Our Beliefs : Sermons : Sermon Archive - 2003 : July 6, 2003

Gospel Freedom Changes Everything

Mark 2:18-22

Pentecost 4

Did any of you have a hero when you were growing up? Some of you might even have had a favorite superhero. When I was five years old, most of my friends had superheroes like Superman who could fly and leap buildings in a single bound, or Batman who had all kinds of nifty gadgets like the Batmobile to catch the villains. But when I was five years old my superhero was LetterMan. LetterMan could take any letter of the alphabet from his supersuit and change a word into something completely different in a single bound. For instance, he could be walking through thick fog, but by taking the letter "R" from his chest, he would change the "fog" into "frog." Then the frog would just hop harmlessly away. When I was five years old, I wanted to be LetterMan. As you can see, things didn't work out as I had planned.

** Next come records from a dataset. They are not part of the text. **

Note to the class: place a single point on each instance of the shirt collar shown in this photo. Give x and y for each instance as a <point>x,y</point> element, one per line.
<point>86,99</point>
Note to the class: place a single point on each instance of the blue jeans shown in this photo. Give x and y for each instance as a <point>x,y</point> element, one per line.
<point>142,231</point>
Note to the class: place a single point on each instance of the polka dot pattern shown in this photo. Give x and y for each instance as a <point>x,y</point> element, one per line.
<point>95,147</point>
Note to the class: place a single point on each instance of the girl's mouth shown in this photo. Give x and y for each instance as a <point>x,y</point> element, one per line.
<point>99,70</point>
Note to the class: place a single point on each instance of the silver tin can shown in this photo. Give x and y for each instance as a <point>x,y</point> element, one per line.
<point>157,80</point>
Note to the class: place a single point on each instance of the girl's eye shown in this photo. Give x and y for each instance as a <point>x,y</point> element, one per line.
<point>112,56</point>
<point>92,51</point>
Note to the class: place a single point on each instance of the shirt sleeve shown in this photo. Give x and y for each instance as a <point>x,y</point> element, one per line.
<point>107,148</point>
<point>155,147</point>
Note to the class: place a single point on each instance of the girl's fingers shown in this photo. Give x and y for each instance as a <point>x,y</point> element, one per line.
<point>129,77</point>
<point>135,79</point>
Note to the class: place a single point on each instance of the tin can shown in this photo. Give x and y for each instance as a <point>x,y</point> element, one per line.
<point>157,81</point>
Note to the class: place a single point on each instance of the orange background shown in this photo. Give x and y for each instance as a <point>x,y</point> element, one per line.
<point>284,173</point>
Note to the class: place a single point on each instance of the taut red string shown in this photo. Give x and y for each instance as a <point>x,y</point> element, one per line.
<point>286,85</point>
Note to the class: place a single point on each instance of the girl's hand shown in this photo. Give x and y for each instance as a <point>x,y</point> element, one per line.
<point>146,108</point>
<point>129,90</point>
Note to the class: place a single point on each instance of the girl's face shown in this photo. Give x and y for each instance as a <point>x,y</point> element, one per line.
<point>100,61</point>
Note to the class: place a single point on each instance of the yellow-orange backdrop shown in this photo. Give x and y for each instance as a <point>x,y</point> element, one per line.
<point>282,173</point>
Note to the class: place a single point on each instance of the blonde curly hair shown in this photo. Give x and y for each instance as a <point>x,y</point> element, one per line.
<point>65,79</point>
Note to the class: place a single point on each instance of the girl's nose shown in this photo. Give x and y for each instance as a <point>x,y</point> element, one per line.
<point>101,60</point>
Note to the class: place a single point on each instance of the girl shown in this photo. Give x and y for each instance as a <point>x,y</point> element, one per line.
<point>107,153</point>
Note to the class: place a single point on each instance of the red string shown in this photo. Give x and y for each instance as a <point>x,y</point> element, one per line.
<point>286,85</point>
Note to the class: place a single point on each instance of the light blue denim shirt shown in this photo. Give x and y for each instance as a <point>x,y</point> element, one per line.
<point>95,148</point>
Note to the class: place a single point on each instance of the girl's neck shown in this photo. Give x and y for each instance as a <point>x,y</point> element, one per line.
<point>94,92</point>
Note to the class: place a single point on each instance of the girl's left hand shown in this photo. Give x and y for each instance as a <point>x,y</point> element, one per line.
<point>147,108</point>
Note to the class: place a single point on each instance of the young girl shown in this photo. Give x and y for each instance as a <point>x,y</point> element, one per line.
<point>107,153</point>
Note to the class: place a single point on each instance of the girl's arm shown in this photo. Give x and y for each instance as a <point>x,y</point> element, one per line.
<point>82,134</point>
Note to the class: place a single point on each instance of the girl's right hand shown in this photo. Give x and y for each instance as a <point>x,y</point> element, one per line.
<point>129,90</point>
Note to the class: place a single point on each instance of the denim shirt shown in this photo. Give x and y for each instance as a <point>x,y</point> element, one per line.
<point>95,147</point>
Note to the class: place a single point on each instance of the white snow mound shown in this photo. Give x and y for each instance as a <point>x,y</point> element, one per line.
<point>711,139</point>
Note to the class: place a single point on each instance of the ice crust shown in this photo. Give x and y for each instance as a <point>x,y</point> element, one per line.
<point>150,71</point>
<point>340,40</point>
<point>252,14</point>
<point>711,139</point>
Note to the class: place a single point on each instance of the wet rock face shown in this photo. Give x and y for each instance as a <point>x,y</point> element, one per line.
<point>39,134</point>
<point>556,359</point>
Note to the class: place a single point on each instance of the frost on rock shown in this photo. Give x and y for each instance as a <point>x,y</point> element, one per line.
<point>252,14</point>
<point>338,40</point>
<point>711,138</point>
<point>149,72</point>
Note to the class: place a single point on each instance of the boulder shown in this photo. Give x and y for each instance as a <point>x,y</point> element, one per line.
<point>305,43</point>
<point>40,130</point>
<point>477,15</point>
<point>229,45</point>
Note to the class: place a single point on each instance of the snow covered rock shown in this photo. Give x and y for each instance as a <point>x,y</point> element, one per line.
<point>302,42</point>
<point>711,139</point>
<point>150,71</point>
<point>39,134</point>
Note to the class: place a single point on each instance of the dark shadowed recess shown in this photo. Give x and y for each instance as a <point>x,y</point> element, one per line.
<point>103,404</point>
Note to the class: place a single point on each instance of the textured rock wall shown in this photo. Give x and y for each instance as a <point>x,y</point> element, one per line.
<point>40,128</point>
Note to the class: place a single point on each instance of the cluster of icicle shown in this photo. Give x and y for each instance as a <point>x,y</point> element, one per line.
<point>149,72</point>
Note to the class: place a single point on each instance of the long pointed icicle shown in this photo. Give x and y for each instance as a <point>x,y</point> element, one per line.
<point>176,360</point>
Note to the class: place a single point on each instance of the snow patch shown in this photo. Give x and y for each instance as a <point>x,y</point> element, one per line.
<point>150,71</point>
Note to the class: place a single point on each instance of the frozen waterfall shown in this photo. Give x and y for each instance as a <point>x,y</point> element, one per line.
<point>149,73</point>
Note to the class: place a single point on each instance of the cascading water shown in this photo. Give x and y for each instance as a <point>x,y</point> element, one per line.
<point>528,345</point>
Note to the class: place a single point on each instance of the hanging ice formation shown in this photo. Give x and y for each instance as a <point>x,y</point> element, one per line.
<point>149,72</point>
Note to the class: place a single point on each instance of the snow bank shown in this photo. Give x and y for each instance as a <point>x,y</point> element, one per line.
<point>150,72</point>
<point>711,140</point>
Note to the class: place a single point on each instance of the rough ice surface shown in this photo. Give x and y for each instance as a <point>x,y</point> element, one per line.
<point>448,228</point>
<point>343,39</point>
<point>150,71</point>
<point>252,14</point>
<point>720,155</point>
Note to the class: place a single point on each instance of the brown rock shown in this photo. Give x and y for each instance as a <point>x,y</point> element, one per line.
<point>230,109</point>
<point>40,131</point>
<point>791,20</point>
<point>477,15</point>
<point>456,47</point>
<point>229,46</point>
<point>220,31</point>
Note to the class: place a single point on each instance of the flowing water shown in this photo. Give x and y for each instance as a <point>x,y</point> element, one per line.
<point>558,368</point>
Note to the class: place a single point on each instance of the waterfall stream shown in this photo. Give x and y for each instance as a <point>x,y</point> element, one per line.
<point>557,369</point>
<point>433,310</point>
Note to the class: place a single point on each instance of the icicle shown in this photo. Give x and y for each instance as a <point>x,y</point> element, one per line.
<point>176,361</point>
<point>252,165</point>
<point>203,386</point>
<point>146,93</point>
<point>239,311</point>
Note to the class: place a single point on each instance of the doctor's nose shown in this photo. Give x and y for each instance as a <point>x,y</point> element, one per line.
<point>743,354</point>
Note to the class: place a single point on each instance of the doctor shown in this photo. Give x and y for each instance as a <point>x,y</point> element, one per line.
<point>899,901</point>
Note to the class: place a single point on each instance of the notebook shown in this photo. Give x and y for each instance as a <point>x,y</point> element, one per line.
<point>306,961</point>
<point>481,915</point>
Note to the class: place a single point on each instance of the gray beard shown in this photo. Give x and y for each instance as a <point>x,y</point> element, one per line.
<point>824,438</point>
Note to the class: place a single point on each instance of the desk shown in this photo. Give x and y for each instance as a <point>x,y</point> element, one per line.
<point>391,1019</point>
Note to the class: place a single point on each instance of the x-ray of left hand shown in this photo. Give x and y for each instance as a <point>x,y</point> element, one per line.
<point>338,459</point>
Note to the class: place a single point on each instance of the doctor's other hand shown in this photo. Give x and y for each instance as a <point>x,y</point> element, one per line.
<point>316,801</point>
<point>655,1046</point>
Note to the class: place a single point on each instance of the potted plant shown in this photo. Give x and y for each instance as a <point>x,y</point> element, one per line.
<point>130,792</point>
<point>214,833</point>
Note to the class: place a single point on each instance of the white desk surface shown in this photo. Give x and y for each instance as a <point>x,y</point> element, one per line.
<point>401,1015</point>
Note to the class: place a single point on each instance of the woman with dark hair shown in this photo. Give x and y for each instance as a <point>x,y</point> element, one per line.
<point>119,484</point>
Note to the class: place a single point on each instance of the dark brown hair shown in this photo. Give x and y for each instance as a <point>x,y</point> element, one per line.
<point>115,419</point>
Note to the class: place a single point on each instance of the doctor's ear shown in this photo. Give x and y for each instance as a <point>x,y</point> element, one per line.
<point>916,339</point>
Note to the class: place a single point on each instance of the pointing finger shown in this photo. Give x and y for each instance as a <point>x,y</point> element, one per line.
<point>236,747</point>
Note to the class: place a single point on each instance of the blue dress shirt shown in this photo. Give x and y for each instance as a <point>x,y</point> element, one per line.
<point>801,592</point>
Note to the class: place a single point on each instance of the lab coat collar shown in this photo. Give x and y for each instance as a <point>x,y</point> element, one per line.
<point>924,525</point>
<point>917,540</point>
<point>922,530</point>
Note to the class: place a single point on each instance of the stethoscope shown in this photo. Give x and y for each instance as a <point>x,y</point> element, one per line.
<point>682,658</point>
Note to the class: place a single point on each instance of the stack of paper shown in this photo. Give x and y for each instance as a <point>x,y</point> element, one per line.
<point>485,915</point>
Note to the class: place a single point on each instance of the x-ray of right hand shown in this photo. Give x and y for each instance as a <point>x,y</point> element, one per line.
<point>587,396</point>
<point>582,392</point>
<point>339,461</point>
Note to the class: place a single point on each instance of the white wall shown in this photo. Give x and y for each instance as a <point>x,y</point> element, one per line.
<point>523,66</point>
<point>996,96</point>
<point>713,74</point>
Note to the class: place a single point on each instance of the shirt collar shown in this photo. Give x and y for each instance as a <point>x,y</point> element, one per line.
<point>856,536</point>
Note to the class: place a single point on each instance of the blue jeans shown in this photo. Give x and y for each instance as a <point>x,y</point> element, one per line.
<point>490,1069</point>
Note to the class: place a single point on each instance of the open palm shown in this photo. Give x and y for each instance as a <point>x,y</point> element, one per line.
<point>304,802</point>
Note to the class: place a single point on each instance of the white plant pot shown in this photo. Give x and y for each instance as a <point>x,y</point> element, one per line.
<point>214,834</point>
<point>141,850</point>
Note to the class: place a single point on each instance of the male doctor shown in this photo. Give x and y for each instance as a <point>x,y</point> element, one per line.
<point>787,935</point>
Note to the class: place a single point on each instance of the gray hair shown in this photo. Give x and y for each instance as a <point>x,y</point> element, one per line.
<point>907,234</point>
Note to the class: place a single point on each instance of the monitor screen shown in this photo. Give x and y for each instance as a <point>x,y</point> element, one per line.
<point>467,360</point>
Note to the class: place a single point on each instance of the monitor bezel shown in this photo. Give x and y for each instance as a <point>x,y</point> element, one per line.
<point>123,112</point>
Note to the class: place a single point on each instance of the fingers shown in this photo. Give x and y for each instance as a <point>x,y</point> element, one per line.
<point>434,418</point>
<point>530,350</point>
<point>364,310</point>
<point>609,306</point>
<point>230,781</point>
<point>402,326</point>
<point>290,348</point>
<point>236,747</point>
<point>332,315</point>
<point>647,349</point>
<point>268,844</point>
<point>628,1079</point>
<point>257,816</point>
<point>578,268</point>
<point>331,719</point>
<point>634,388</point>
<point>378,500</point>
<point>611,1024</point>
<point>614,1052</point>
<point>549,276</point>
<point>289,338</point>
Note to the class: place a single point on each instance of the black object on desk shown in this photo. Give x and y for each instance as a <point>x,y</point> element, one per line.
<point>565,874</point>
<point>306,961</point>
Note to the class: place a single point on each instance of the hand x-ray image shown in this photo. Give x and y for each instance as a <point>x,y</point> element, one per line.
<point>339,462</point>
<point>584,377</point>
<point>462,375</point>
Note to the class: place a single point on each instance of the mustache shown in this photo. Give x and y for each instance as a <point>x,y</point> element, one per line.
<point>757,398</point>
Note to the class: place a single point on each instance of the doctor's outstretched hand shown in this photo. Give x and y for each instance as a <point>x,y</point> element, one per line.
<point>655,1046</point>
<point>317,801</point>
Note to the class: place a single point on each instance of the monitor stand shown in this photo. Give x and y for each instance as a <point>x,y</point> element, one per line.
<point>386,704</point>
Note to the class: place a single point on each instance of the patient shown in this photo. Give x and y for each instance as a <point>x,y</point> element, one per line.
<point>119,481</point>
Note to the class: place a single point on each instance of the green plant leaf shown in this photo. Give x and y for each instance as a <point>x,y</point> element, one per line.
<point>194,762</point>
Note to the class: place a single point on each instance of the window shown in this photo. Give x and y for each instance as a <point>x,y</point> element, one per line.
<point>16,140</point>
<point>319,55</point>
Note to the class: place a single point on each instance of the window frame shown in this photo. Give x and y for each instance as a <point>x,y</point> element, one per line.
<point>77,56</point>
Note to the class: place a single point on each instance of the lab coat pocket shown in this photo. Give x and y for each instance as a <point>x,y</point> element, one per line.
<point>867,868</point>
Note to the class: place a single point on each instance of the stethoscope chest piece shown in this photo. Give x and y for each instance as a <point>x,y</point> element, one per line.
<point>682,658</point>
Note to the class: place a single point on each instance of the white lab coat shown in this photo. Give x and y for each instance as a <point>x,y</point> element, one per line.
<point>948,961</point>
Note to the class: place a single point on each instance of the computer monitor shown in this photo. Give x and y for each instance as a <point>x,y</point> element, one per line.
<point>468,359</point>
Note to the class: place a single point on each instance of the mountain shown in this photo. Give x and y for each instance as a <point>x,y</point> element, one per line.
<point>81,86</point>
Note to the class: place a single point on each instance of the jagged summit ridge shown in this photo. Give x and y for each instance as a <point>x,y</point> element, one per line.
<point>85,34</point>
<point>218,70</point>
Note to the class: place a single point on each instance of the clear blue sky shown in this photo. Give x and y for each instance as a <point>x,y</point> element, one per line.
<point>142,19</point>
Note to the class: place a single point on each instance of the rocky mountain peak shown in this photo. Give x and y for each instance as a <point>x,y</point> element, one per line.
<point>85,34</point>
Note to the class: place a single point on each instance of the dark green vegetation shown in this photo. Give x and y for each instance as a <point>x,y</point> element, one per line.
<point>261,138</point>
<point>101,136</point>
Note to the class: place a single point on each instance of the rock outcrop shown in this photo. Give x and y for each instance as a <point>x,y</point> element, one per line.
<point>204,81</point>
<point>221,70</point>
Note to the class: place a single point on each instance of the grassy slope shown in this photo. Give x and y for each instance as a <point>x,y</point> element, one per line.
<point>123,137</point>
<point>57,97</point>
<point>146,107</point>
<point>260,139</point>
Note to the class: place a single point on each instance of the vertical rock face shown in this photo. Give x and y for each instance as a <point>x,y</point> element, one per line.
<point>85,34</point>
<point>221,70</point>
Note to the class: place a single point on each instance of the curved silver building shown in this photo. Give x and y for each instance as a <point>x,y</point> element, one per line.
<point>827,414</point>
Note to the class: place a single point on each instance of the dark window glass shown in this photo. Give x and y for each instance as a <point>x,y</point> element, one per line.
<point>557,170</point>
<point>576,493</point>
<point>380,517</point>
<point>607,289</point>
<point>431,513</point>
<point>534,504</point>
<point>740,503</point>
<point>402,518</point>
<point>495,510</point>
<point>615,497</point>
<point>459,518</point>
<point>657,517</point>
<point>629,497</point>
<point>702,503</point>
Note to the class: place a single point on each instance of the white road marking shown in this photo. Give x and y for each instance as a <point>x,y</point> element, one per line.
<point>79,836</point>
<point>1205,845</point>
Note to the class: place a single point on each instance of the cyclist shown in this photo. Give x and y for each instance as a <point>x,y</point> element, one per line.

As Christians we have a real, live superhero in our Lord Jesus Christ. This morning he is going to act kind of like LetterMan by showing you how radically the Gospel Freedom that you have Changes Everything for you as a Christian. What letter is he going to be using to change words? The letter "E" because in Greek that's what the word for "gospel" starts with; it's where we get the word that is part of our church's name -- Evangelical, which means, "gospel-centered" and "gospel-preaching." Using the letter "E" for gospel, Jesus will change "fasting" into "feasting" and he will change "bitter" into "better."

The words before us take us back to the very beginning of Jesus' public ministry when most people didn't know who he was. John the Baptist was to get the people ready for Jesus, and he had gathered some followers. But when Jesus came, John had called him "the Lamb of God who takes away the sin of the world." The people knew the kind of lamb John was referring to -- a lamb meant for slaughter. Can you picture the sacrifices that happened every day at the temple? Put yourself back 2000 years. You are eight years old. You help your dad raise sheep. One day your dad tells you to pick the best of your lambs -- a one-year-old male -- and to bring it along to the temple. You pick your best lamb, your favorite. When you get to the temple, on one side of you is the huge altar of sacrifice; on the other side is the huge basin that holds hundred of gallons of water to wash away the blood of the sacrifices. Your dad tells you to give the lamb to the priest. The priest leads the lamb to the altar. He straddles the lamb and holds it between his knees. He then takes one hand to clamp over the lamb's mouth so he can't cry out. Then he takes the knife in his other hand and cuts a gash in the lamb's neck, severing the carotid artery. The lamb struggles only a little, soon it is dead, its blood splattered on the stone pavement. Some blood was caught by the priest in a bowl and sprinkled on the altar. The best parts of the lamb were removed from the carcass and burned on the altar. With the smell of burning flesh in your nostrils, you see Levites come with water to wash away the blood. Your parents tell you the lamb had to die in your place, reminding you that there is no forgiveness without the shedding of blood.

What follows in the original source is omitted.